Colorado Vote to Weaken Tax Limit a Temporary Setback, Not a Total Loss, Nation's Largest Taxpayer Group Says

(Alexandria, VA) -- Yesterday's narrow win for a plan sponsored by state officials to suspend part of Colorado's landmark Taxpayer's Bill of Rights (TABOR) will not deter grassroots activists in-state or elsewhere from continuing the struggle for limited government, the 350,000-member National Taxpayers Union (NTU) predicted. The non-partisan citizen group, which has nearly 7,000 members in Colorado, has advised TABOR supporters since their efforts began some 15 years ago. NTU President John Berthoud offered the following reaction to the vote:

"Yesterday's election result in Colorado is a disappointing, but not disastrous, development for the nationwide tax revolt.
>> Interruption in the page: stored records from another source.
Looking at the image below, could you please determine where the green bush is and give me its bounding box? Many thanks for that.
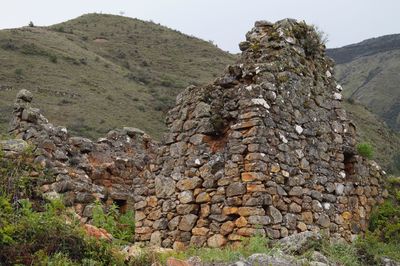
[357,142,374,159]
[93,201,135,242]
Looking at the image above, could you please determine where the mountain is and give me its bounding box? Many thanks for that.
[0,14,400,172]
[0,14,234,139]
[327,34,400,131]
[343,101,400,175]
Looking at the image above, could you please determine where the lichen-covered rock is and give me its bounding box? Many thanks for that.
[139,19,384,247]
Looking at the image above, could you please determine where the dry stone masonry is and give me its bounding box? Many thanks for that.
[2,19,387,248]
[7,90,158,222]
[136,19,385,248]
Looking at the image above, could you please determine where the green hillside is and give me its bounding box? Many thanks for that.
[328,34,400,131]
[0,14,400,174]
[343,101,400,175]
[0,14,234,138]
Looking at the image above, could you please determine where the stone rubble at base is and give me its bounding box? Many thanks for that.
[0,19,387,249]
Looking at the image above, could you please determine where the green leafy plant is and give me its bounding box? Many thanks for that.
[92,201,135,242]
[357,142,374,159]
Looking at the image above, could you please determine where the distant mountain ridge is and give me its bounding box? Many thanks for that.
[0,14,400,172]
[327,34,400,131]
[327,34,400,64]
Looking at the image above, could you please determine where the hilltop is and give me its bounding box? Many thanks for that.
[328,34,400,131]
[0,14,234,138]
[0,14,400,174]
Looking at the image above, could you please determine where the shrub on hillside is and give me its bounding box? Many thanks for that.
[357,142,374,159]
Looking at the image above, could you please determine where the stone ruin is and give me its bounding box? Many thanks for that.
[9,90,158,219]
[0,19,387,248]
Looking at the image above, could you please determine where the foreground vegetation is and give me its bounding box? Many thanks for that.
[0,142,400,265]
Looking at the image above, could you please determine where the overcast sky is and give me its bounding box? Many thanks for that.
[0,0,400,52]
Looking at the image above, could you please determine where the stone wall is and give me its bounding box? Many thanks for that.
[3,19,387,248]
[136,19,386,248]
[7,90,158,222]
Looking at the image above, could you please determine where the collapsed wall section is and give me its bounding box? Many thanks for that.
[10,90,158,222]
[136,19,385,248]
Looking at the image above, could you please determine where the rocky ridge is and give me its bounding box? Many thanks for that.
[1,19,387,249]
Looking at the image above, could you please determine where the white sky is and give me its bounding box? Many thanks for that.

By spending $4.4 million in just over three months, three-fourths of it from firms and groups that have a direct stake in bigger government, supporters of Referendum C and D merely showed that when they dump enough money into a smear campaign, they can drag a slim four percent majority of Coloradoans into their clutches. Tellingly, they still lost on the Referendum D vote.

Their lone victory may prove short-lived, since the politicians who backed these measures can only put on a fiscally-responsible face for so long. Just one government spending scandal will likely turn the public's reluctant 'yes' vote into regret -- and then full-fledged revolt. Furthermore, Referendum C uses the questionable tactic of altering a Constitutional Amendment backed by 54 percent of the voters with a statute backed by 52 percent of the voters. Even if a court does uphold this procedure, citizens will only have greater power to reverse yesterday's results through a future initiative of their own.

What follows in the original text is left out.